Setup the environment

Using conda in Linux

Clone the repository:

git clone https://github.com/mehta-lab/dynacontrast.git

Go the repository directory, switch he branch if running branch other than master:

cd dynacontrast
git checkout <branch you'd like to run>

Create a conda environment from the yaml file and activate it:

conda env create --file=conda_environment.yml
conda activate dynacontrast

Add the repository to python path:

export PYTHONPATH=$PYTHONPATH:$(pwd)

Using Docker on IBM Power PC

Docker image for running dynacontrast has been built on hulk (dynacontrast:<version number>). Check the newest version by doing:

docker image ls dynacontrast

To start an interactive container from the image:

docker run -it -m 128G --name [name of your container] -v [folder on the host]:[folder inside docker] -p [port on the host]:[port inside docker] --env ACTIVATE=tensorflow --env LICENCE=yes dynacontrast:<version number> bash

Setting up conda env on HPC (A30 & A100 GPUs)

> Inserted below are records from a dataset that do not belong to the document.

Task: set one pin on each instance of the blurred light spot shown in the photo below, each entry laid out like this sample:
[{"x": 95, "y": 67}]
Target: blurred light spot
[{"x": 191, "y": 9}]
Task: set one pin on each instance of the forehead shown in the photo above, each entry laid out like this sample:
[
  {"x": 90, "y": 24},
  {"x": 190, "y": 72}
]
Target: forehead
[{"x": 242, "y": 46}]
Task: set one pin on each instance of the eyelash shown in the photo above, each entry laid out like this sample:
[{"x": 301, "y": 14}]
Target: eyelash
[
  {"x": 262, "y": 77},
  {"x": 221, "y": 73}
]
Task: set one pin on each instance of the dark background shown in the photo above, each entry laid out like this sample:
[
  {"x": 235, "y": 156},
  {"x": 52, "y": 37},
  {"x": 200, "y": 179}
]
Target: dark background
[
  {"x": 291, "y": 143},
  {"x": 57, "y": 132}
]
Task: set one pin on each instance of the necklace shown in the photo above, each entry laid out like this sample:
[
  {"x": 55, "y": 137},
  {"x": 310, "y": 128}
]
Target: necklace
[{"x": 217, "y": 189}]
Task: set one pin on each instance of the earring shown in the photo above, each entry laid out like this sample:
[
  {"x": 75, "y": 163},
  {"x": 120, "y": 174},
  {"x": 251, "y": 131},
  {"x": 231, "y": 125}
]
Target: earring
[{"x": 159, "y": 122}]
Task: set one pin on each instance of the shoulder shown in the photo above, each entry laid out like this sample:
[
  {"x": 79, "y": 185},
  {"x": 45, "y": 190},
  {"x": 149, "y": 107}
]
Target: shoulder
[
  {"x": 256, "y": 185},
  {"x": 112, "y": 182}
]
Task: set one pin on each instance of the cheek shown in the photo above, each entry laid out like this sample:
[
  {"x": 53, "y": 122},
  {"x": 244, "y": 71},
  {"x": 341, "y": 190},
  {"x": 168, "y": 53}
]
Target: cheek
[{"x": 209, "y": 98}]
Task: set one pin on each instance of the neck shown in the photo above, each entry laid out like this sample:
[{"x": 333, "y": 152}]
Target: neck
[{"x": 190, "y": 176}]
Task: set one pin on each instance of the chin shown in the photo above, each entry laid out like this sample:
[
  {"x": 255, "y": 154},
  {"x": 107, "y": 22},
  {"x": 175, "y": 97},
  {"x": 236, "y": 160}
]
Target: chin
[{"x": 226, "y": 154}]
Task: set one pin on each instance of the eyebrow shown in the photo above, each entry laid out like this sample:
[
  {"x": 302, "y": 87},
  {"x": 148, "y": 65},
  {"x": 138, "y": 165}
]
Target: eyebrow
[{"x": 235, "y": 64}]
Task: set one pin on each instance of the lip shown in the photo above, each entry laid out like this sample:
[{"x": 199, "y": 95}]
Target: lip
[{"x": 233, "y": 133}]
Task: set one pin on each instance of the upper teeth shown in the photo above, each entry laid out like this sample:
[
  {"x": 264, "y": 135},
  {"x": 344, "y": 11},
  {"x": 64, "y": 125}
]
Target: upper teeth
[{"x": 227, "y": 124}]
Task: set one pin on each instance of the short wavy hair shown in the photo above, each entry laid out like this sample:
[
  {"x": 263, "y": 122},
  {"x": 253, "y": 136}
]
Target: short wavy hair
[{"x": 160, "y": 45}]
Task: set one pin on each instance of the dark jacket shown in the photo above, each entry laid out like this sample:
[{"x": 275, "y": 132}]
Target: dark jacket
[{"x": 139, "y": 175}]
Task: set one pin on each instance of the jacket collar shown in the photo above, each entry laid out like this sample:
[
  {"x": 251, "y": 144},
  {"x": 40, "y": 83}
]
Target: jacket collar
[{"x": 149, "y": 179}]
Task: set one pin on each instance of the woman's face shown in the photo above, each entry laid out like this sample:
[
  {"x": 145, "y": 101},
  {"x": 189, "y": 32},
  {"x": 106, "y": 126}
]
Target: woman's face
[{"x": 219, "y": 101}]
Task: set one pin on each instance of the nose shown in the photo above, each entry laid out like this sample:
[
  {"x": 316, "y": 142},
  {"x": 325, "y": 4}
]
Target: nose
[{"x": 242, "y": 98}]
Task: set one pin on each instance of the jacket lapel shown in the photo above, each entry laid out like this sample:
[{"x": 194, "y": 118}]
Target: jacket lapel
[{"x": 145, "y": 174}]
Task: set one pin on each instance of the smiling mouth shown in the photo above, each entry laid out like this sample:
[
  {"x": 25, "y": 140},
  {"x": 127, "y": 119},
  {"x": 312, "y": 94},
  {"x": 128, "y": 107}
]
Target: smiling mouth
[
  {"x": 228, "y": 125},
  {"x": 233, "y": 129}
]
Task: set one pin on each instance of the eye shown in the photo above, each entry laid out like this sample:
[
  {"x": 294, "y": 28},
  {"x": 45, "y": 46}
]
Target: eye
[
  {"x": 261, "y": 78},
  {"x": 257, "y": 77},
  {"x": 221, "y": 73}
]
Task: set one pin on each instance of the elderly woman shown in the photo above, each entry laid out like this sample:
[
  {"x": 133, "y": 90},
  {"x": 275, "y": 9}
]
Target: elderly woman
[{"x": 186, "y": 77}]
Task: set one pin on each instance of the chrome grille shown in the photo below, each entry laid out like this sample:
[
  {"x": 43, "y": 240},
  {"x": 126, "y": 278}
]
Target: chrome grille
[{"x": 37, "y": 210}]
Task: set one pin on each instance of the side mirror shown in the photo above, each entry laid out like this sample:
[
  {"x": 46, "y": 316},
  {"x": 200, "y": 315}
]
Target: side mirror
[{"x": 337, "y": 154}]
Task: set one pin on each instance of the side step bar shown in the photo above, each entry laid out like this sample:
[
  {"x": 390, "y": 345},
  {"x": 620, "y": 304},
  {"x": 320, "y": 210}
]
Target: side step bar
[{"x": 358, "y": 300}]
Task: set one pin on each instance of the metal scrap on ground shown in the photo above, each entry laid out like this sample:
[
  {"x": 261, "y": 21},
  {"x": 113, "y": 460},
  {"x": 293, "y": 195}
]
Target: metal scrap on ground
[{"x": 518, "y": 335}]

Create a conda environment from the yaml file and activate it:

conda env create -p /hpc/mydata/$USER/envs/dynacontrast python=3.7 # Needed for dependencies to work.
conda activate /hpc/mydata/$USER/envs/dynacontrast
conda install dask matplotlib numpy natsort opencv pandas PyYAML scikit-image scikit-learn scipy tqdm zarr black

Install required packages using pip

pip install torch==1.7.1+cu110 torchvision==0.8.2+cu110 torchaudio==0.7.2 -f https://download.pytorch.org/whl/torch_stable.html
pip install tensorboard==1.15.0
pip install protobuf==3.20.1  #downgrade protobuf is required to work
pip install umap-learn

Usage

You can find the example config file in examples directory.

Proprocessing

To preprocess the images to extract single cell patches from nucleus instance segmentation maps:

python run_preprocess.py --config <path-to-your-config-yaml>

This will output single cell patches as a single zarr file “cell_patches_all.zarr” if no split is specified in the config. If split is specified, the patches will be split into training and validation sets “cell_patches_train.zarr” and “cell_patches_val.zarr” for model training. See preprocess section in "examples/config_example.yml" for complete parameters for preprocessing.

Preprocess CLI also outputs single cell patch metadata in .csv format (“patch_meta_all.csv”). The metadata contains patch information such as cell ID, cell position, cell size, position, slice, time. Additional metadata of the experiment (e.g. condition for each well in a multi-well plate) can be provided in the input folder as “metadata.csv” on imaging position level with each position having a unique position ID. This additional metadata will be merged with dynacontrast’s patch metadata.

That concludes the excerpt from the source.